Reinvention: The only constant
Perhaps the most powerful message of Bhardwaja’s keynote was the need for constant reinvention—at the organisational and personal level. “With the pace of change and disruption, everyone has to reinvent themselves,” she insisted. “It’s not about putting structures in place, but about asking the hard questions: Are we actually shifting the needle? Are we prepared to let go of what no longer serves us?”
She left the audience with a final provocation: “Is it time to let go of the old? Is the skilling we need now about unlearning as much as learning?” The audience’s mixed response underscored the complexity of the challenge—and the reality that there is no easy answer.
The essence of leadership for the future
Bhardwaja closed by acknowledging that the journey of capability-building is messy, iterative, and incomplete. “We haven’t got it all right. We will keep reinventing ourselves, and that’s the beauty of it,” she reflected. “The environment at Kotak Life is such that anyone can do anything—move roles, take on projects, seek out learning in whatever form fits their career stage.”
For Bhardwaja, the measure of success is not the number of programmes delivered or hours logged, but the willingness of people to step forward, to pursue growth, and to propagate their learning through the organisation’s DNA.
As the BFSI sector faces the headwinds of digital transformation, regulatory flux and economic uncertainty, Bhardwaja’s message is both a challenge and an invitation. The future will not be won by those who simply do more of the same, faster.

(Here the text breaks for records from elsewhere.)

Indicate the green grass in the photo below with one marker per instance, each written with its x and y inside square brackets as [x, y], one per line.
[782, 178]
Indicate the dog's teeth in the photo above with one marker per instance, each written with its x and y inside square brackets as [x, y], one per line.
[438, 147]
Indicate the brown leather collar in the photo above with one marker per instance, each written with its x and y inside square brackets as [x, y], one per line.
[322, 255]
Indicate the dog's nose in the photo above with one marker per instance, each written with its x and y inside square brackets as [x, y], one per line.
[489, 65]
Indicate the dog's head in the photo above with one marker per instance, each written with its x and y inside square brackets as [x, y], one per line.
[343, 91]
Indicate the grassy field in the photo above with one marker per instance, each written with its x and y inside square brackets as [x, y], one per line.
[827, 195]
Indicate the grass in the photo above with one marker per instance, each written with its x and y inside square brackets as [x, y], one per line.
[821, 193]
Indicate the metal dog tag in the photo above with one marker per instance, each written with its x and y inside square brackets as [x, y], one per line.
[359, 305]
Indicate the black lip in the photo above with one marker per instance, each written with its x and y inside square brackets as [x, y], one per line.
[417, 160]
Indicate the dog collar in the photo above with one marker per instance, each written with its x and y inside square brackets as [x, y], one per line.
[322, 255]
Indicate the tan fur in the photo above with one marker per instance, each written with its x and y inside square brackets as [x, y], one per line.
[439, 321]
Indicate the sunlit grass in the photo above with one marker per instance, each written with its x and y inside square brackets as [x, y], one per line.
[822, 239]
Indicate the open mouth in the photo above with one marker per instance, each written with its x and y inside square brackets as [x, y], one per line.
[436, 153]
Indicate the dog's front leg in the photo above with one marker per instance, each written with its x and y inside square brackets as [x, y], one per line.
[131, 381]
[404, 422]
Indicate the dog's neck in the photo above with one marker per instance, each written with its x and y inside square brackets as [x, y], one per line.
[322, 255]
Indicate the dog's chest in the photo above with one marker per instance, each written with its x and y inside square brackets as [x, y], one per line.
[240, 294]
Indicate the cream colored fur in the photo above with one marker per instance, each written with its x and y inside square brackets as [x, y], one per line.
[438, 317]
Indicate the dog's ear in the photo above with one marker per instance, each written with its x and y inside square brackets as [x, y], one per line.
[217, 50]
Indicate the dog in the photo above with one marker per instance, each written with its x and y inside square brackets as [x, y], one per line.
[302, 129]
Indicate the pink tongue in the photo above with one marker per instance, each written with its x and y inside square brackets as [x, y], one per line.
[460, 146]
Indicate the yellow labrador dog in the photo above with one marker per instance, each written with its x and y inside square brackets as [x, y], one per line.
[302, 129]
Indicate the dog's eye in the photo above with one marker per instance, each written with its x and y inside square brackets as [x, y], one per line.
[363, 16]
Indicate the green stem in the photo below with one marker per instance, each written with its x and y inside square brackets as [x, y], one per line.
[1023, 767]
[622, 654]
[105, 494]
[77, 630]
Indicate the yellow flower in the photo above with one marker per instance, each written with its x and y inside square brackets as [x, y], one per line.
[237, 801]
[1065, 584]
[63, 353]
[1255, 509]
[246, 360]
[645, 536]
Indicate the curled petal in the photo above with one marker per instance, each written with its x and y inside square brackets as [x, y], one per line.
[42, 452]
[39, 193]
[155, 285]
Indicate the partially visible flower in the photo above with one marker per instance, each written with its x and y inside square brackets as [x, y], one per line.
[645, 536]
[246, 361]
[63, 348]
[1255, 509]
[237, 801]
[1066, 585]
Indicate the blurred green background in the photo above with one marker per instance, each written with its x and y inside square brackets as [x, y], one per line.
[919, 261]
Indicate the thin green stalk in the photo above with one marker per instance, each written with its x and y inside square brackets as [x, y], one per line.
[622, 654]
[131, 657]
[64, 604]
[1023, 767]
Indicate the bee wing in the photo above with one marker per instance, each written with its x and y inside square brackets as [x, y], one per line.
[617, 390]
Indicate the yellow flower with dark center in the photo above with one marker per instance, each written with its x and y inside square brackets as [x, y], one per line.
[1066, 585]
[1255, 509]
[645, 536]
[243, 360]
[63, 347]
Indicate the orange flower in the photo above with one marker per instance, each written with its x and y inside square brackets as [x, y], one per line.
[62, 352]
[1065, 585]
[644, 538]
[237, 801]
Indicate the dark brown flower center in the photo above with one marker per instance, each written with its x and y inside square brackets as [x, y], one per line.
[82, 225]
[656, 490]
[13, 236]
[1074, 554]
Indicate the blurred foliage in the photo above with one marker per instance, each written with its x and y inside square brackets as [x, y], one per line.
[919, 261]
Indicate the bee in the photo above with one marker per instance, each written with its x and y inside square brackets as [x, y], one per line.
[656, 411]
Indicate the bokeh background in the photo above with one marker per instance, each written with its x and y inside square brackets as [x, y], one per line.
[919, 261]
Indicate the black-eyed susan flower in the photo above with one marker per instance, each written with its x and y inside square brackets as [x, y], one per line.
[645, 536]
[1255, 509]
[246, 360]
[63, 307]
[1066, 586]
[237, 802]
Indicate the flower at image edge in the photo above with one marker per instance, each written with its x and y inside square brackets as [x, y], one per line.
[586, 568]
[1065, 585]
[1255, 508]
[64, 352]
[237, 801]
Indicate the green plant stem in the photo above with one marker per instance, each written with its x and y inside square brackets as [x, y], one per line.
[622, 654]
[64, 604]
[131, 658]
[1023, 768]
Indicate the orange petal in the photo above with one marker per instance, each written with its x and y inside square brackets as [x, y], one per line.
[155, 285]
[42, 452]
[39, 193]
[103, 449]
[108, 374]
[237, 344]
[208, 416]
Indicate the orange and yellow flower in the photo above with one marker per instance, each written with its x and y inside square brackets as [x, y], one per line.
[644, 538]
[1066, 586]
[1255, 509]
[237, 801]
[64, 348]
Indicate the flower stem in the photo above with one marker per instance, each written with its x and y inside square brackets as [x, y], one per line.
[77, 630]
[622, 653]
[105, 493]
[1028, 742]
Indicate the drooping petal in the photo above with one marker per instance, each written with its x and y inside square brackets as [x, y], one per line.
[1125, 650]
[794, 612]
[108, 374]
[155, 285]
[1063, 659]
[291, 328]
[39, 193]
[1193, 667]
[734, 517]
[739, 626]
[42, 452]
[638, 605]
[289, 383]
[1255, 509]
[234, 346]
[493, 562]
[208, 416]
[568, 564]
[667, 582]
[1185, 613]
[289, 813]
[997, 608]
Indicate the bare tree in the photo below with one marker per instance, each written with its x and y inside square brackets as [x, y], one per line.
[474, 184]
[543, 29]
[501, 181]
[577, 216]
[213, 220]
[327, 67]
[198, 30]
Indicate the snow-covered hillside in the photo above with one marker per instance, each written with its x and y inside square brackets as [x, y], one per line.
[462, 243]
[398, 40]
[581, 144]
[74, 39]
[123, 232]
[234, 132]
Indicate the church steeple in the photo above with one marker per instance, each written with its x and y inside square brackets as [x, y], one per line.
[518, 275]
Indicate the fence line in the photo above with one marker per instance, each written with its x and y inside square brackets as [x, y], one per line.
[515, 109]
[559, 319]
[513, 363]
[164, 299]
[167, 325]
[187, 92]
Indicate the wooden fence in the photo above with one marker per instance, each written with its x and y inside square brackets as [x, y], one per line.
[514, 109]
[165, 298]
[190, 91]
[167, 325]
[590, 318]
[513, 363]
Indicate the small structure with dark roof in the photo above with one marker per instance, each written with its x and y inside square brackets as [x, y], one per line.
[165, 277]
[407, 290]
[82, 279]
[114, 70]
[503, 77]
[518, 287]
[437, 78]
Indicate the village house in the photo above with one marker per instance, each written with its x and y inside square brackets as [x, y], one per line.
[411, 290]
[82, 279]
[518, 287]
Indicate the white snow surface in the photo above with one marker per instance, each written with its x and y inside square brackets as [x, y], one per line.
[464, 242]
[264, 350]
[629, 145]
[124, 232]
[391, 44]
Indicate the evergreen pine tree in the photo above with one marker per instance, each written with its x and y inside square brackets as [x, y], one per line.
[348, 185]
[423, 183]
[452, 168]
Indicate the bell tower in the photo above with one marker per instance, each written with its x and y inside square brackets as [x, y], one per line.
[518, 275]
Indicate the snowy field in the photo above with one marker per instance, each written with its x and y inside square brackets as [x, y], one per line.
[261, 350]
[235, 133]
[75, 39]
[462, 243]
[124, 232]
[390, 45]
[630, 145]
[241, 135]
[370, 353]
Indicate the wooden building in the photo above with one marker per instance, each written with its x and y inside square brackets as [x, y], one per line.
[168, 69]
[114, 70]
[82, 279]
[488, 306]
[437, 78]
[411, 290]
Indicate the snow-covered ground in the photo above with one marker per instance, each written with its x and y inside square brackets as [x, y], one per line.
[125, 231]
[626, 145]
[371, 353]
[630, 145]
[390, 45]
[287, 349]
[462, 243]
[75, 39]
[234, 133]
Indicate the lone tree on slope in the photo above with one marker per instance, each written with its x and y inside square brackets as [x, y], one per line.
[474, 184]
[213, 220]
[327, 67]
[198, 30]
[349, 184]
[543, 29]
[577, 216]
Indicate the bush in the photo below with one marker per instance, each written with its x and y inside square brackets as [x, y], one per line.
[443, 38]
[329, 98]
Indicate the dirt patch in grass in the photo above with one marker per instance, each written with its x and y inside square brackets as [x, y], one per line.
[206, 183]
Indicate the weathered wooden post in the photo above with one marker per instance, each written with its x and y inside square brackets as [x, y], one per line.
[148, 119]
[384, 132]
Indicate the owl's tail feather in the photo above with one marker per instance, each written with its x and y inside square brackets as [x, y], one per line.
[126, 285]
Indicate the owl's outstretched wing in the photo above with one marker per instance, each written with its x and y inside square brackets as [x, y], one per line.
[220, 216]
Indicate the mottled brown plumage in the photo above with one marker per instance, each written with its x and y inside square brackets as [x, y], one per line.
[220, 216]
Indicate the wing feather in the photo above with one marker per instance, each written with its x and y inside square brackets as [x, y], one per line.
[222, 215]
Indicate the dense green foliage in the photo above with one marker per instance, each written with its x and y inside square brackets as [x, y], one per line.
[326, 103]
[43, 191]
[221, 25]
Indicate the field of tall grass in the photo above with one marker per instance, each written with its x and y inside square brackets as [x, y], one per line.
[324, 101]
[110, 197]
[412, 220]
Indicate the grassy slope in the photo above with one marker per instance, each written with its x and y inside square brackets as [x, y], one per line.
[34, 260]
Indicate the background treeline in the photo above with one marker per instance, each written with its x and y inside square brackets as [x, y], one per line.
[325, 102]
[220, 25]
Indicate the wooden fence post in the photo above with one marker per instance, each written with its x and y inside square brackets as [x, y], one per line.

It will be shaped by those brave enough to ask difficult questions, embrace ambiguity, and focus on what truly matters—building organisations that can reinvent themselves again and again.
In an industry often distracted by the latest learning fad, Bhardwaja’s keynote was a timely reminder: real scale is measured not by the breadth of training catalogues but by the depth of transformation—of people, mindsets, and culture. For leaders willing to rethink what it means to build capability, the path forward is clear: less box-ticking, more boldness; less certainty, more curiosity; and above all, a relentless commitment to reinvention.